Binomial Distribution

Models the number of successes in a fixed number of independent trials, each with the same probability of success. Think: coin flips, pass/fail rates, click-through rates.

Python
# Binomial: n trials, each with probability p
n, p = 100, 0.3  # 100 emails, 30% open rate
dist = stats.binom(n=n, p=p)

# Probability of exactly 35 opens
print(f"P(X = 35) = {dist.pmf(35):.4f}")

# Probability of 25 or fewer opens
print(f"P(X <= 25) = {dist.cdf(25):.4f}")

# Expected value and std deviation
print(f"Mean = {dist.mean():.1f}, Std = {dist.std():.1f}")

Poisson Distribution

Models the number of events in a fixed time period when events occur independently at a constant average rate. Think: website visits per hour, defects per batch, calls per day.

Python
# Poisson: average rate (lambda) of events
lam = 5  # Average 5 support tickets per hour
dist = stats.poisson(mu=lam)

# Probability of exactly 8 tickets in an hour
print(f"P(X = 8) = {dist.pmf(8):.4f}")

# Probability of 10 or more tickets
print(f"P(X >= 10) = {1 - dist.cdf(9):.4f}")

Other Important Distributions

Distribution Use Case Parameters
Uniform All outcomes equally likely (random number generation) a (min), b (max)
Exponential Time between events (wait times, lifespans) λ (rate)
t-distribution Small sample sizes, heavier tails than normal df (degrees of freedom)
Chi-square Goodness-of-fit tests, categorical data analysis df (degrees of freedom)

The Central Limit Theorem

The Central Limit Theorem (CLT) is arguably the most important theorem in statistics. It states:

Central Limit Theorem: Regardless of the original population distribution, the distribution of sample means approaches a normal distribution as the sample size increases (typically n ≥ 30). The mean of sample means equals the population mean, and the standard error equals σ/√n.
Python
import numpy as np
import matplotlib.pyplot as plt

# Demonstrate CLT with a skewed distribution
np.random.seed(42)

# Original population: exponential (very skewed)
population = np.random.exponential(scale=2, size=100000)

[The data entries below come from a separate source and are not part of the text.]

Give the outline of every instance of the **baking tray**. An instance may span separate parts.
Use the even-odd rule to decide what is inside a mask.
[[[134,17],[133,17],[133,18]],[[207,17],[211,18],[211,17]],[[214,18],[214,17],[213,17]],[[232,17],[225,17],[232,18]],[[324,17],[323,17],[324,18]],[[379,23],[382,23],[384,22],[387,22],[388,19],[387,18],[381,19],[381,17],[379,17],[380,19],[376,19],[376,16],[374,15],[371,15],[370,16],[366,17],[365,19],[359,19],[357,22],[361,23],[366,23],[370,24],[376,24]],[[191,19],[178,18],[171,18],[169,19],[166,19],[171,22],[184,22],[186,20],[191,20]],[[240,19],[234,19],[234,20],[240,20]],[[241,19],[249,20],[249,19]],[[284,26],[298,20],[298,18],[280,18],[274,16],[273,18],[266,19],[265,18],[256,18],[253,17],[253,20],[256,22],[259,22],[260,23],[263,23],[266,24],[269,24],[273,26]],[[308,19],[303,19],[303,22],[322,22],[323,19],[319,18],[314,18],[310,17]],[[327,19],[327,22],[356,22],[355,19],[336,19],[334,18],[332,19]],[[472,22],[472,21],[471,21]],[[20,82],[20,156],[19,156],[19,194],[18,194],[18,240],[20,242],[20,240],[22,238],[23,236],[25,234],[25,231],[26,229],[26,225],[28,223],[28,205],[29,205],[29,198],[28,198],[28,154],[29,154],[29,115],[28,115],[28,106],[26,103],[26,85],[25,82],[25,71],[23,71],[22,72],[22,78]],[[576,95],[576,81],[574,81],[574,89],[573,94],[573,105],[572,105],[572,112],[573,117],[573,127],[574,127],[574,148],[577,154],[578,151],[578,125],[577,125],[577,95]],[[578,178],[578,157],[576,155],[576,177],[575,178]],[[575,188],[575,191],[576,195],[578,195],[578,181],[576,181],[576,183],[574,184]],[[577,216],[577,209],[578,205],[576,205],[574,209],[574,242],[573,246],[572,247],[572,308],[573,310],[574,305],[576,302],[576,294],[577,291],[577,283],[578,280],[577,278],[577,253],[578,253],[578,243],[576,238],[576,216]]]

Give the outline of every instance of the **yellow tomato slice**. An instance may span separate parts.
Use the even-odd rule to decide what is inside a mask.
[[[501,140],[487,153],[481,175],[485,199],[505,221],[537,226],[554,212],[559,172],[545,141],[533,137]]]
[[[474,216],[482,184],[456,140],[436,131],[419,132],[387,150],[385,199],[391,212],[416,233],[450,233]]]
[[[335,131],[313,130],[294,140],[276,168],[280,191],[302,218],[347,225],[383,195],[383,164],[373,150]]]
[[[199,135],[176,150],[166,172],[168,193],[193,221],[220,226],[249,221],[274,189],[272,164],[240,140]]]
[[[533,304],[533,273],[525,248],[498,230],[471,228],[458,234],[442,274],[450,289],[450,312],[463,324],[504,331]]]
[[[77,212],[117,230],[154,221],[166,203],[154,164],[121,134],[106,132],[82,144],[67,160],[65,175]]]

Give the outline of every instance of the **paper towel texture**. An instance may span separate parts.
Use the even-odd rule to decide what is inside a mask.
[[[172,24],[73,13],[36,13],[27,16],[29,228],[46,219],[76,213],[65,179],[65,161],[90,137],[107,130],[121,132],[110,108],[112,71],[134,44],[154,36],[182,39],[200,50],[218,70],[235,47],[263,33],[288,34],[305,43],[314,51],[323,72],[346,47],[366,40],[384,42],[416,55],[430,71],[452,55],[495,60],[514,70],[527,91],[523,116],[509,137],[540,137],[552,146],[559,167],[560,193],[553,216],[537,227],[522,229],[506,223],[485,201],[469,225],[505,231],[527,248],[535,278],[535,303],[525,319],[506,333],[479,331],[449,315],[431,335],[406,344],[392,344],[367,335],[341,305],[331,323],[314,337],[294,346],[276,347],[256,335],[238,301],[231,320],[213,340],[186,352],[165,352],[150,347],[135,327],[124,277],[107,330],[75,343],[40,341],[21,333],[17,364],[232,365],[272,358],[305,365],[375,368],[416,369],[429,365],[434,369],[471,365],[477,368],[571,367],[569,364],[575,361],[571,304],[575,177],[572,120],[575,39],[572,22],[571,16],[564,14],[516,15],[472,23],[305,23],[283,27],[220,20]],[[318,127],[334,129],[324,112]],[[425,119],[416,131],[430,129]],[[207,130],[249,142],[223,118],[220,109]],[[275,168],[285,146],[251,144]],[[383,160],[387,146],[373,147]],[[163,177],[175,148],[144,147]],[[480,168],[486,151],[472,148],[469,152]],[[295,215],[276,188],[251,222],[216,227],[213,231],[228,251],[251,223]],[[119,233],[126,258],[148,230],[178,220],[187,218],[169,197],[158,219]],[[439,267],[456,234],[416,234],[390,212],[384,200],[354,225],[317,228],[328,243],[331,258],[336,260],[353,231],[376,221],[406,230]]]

# Take 1000 samples of size 30 and compute means
sample_means = [np.random.choice(population, size=30).mean()
                for _ in range(1000)]

# Plot: sample means are approximately normal!
fig, axes = plt.subplots(1, 2, figsize=(12, 4))
axes[0].hist(population, bins=50, density=True)
axes[0].set_title('Original Population (Skewed)')
axes[1].hist(sample_means, bins=50, density=True)
axes[1].set_title('Distribution of Sample Means (Normal!)')
plt.tight_layout()
plt.show()

The CLT is why so many statistical methods work: hypothesis tests, confidence intervals, and regression all rely on the assumption that sample means are normally distributed, and the CLT guarantees this for large enough samples.